Self-drive holidays will experience a rise thanks to their perfect mix of freedom and isolation that’s so important right now. Being in control of your environment and able to adapt your plans on the go is a big bonus. Sign us up for a campervan in France!
Self-catering holidays have never been more desirable, confirmed by Alex Loftus, commercial director for easyJet Holidays. “We’re seeing a rise in customers booking self-catering apartments and villas located on sandy beaches where families and groups of friends can come together for a safe, private holiday after being apart for so long,” Alex told Cosmopolitan.
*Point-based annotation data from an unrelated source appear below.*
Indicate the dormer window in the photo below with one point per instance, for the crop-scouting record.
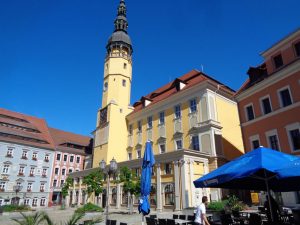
(278, 62)
(297, 49)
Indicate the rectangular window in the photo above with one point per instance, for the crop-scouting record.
(297, 48)
(266, 105)
(285, 97)
(250, 112)
(295, 139)
(149, 122)
(177, 112)
(273, 140)
(193, 106)
(130, 129)
(255, 144)
(195, 143)
(139, 126)
(168, 168)
(278, 61)
(129, 156)
(5, 169)
(162, 118)
(162, 148)
(9, 152)
(178, 144)
(138, 154)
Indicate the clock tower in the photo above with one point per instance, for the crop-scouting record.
(111, 130)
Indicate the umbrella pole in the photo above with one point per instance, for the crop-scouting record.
(269, 198)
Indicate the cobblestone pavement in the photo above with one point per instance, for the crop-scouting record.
(58, 216)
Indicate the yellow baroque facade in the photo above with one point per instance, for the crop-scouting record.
(192, 122)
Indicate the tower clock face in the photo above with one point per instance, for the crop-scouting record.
(103, 116)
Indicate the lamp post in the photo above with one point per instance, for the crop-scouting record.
(17, 188)
(113, 166)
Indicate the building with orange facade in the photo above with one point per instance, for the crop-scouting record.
(269, 102)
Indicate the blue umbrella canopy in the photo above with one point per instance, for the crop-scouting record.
(148, 163)
(256, 170)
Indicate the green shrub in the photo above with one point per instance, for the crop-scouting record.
(89, 207)
(13, 208)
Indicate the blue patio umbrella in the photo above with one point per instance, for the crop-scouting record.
(148, 162)
(256, 170)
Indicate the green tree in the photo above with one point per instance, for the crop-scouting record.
(94, 183)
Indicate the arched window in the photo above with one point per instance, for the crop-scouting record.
(169, 194)
(114, 196)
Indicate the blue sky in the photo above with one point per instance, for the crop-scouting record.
(52, 51)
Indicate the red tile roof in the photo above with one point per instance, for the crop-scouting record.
(190, 79)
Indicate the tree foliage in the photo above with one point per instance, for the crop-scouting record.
(94, 182)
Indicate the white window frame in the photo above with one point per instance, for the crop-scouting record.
(262, 105)
(272, 133)
(175, 143)
(246, 112)
(254, 138)
(289, 127)
(279, 95)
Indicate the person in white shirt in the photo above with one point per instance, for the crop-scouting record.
(200, 218)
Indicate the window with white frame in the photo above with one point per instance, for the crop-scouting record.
(21, 170)
(139, 126)
(149, 122)
(195, 143)
(162, 147)
(31, 172)
(161, 118)
(5, 169)
(29, 187)
(34, 202)
(138, 153)
(2, 186)
(193, 106)
(34, 156)
(9, 152)
(24, 154)
(44, 173)
(273, 140)
(42, 187)
(265, 105)
(178, 144)
(285, 97)
(177, 112)
(249, 112)
(293, 133)
(46, 158)
(43, 202)
(129, 156)
(27, 201)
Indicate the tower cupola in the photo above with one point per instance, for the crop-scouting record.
(119, 43)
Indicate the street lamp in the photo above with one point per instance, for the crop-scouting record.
(17, 188)
(113, 166)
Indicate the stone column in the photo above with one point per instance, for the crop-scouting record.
(119, 194)
(177, 191)
(193, 196)
(184, 191)
(158, 189)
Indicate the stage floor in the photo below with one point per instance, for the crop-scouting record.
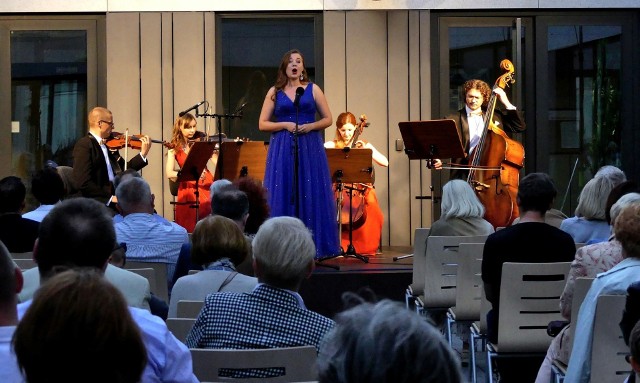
(387, 278)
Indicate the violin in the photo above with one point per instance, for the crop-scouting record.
(118, 141)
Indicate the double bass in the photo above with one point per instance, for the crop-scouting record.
(495, 167)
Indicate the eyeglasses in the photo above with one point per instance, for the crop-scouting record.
(110, 123)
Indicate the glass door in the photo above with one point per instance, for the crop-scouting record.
(47, 83)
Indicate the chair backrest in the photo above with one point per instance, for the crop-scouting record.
(189, 309)
(299, 363)
(529, 296)
(148, 273)
(25, 263)
(608, 349)
(419, 256)
(180, 327)
(580, 288)
(469, 282)
(161, 290)
(441, 269)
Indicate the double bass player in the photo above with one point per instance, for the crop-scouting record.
(470, 119)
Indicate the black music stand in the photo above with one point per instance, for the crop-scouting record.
(430, 140)
(199, 153)
(242, 159)
(350, 166)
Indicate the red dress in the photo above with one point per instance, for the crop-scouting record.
(366, 237)
(186, 215)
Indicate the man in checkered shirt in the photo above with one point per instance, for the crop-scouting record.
(273, 314)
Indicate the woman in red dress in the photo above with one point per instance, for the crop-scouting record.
(368, 227)
(184, 133)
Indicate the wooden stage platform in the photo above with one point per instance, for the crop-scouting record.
(386, 277)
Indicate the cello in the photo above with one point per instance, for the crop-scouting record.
(497, 159)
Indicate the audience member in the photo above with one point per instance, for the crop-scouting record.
(17, 233)
(10, 285)
(273, 314)
(531, 241)
(590, 261)
(634, 358)
(614, 281)
(589, 220)
(77, 316)
(381, 343)
(147, 239)
(258, 204)
(48, 189)
(79, 232)
(219, 245)
(461, 212)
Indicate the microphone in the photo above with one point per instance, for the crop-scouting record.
(299, 93)
(239, 110)
(190, 109)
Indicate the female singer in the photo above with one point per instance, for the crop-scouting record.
(365, 238)
(184, 132)
(293, 99)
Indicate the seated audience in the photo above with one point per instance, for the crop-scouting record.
(273, 314)
(219, 245)
(590, 261)
(614, 281)
(79, 232)
(383, 342)
(258, 204)
(10, 285)
(462, 212)
(634, 358)
(147, 239)
(17, 233)
(530, 241)
(48, 189)
(78, 329)
(589, 220)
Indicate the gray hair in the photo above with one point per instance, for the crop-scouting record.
(625, 200)
(283, 250)
(460, 201)
(593, 197)
(133, 192)
(384, 342)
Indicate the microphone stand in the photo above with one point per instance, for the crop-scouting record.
(294, 194)
(219, 117)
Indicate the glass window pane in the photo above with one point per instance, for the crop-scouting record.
(251, 52)
(49, 97)
(584, 104)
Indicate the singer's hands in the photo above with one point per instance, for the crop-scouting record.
(146, 145)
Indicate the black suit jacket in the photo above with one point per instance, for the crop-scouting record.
(90, 175)
(510, 121)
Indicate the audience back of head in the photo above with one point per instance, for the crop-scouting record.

According to Loftus, Turkey, in particular Dalaman, takes the top spot for bookings followed by the Canary Islands, Balearics, Portugal and Cyprus, with many customers returning to resorts they’re familiar with.
Environmentally friendly holidays
During the great pause, when the sky was silent apart from bird song and we re-evaluated our blossom-filled local parks, many people rethought their impact on nature and consequently their travel practices.
Even before the pandemic hit, the travel industry was on the cusp of change, at a crossroads as questions about sustainability and carbon footprints started to overshadow cheap as chips flights and bargain resorts.
Rory Boland, travel editor of consumer advice magazine Which? confirms that cities such as Venice, which have long complained of overtourism, will benefit and that tourists will too as they seek out second and third cities and quieter, less populous places.
Boland also predicts a rise in train travel, as we struggle with the new flight restrictions and our carbon footprints. “There will be an increased interest in train travel, but it’s not just Corona which has caused this, we were seeing a boom before the crisis.”
As well as going green, travel has also got to be clean in this new era, so expect hygiene to be ramped up in resorts, hotels and rentals.
We’re liking the sound of Brochner Hotels in Copenhagen which claims to have the world’s first ‘self-cleaning rooms’, with walls and floors covered in an odourless coating said to eliminate everything from Ebola to flu.
So the future of travel looks cleaner, greener and, for a while at least, more isolated. Social distancing might put clubbing and holiday romances on hold for a while, but if we can order in food and wine during a sun-soaked self-catering villa this autumn, we can live with it. Bon voyage.